Não chegaria a tanto. Se calhar é mesmo um enviesamento do modelo e observa-se algo semelhante nas Canárias.


----------



## Orion (7 Out 2020 às 10:22)

Quando a previsão determinista não é grande coisa, por vezes a probabilística pode dar alguma esperança


----------



## Aurélio Carvalho (7 Out 2020 às 10:27)

Orion disse:


> Quando a previsão determinista não é grande coisa, por vezes a probabilística pode dar alguma esperança



Onde vais buscar esses mapas do ecm já com a actualizacao do mês de Outubro?


----------



## Orion (7 Out 2020 às 10:30)

Aurélio Carvalho disse:


> Onde vais buscar esses mapas do ecm já com a actualizacao do mês de Outubro?



 https://www.ecmwf.int/en/forecasts/...20100100,1488,2020120200&area=EURO&stats=tsum


----------



## Orion (5 Nov 2020 às 11:52)

Configuração favorável a _cut-off's_... o que não significa necessariamente precipitação abundante.






Esperar para ver.


----------



## Orion (14 Nov 2020 às 12:17)

----


----------



## Orion (14 Nov 2020 às 12:32)

Modelos 'alternativos'


----------



## Orion (14 Nov 2020 às 12:41)

--











--


----------



## Thomar (14 Nov 2020 às 14:24)

Ou seja um inverno seco e fresco.


----------



## Orion (18 Nov 2020 às 20:32)

https://www.cpc.ncep.noaa.gov/products/analysis_monitoring/enso_advisory/ensodisc.shtml 











---


----------



## Jorge_scp (18 Nov 2020 às 20:48)

Orion disse:


> https://www.cpc.ncep.noaa.gov/products/analysis_monitoring/enso_advisory/ensodisc.shtml
> 
> 
> 
> ...



Basicamente, ligeira anomalia negativa na precipitação e temperaturas dentro do normal.

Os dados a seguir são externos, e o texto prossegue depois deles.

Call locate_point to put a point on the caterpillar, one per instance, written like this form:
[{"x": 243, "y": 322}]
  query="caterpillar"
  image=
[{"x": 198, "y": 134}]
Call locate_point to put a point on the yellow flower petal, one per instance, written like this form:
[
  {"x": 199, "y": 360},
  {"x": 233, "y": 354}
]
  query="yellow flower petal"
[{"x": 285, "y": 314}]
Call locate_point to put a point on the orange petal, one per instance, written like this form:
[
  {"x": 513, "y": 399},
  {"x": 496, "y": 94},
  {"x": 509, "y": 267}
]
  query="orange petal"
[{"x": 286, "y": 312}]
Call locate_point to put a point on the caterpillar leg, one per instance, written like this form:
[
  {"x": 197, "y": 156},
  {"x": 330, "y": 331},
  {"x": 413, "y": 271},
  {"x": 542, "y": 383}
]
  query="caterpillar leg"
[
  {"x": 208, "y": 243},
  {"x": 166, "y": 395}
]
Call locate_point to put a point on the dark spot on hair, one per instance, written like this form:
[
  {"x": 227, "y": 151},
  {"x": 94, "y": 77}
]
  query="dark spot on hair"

Para mim, não dá para tirar nenhuma conclusão. De um modelo sazonal, só dou alguma importância (mesmo assim com cautelas) quando tem sinais muito fortes. Para já, vamos vendo semana a semana...


----------



## Orion (22 Nov 2020 às 16:39)

> As the seasons transition from autumn to winter, the primary storm track across Europe is forecast to shift south with many storms moving over southern Europe and the Mediterranean Sea.
> 
> “I think compared to what we’ve seen other years in Spain, Portugal and southern France, it’s going to be a lot stormier,” Reppert said.



 https://www.accuweather.com/en/winter-weather/accuweathers-2020-2021-europe-winter-forecast/834961


----------



## algarvio1980 (27 Nov 2020 às 20:07)

*Previsão período alargado - 30 nov. a 27 dez. 2020*
*

Precipitação total semanal e temperatura média com valores acima da média*

Na *precipitação total* semanal prevêem-se valores acima do normal (0 a +60mm) para as regiões a sul do sistema montanhoso Montejunto-Estrela, em especial para o Algarve na semana de 30/11 a 06/12. Ainda na semana de 07/12 a 13/12 prevêem-se também valores acima do normal (0 a +30mm) para alguns locais da região Sul, em especial para o Algarve. Nas semanas de 14/12 a 20/12 e de 21/12 a 27/12 não é possível identificar a existência de sinal estatisticamente significativo.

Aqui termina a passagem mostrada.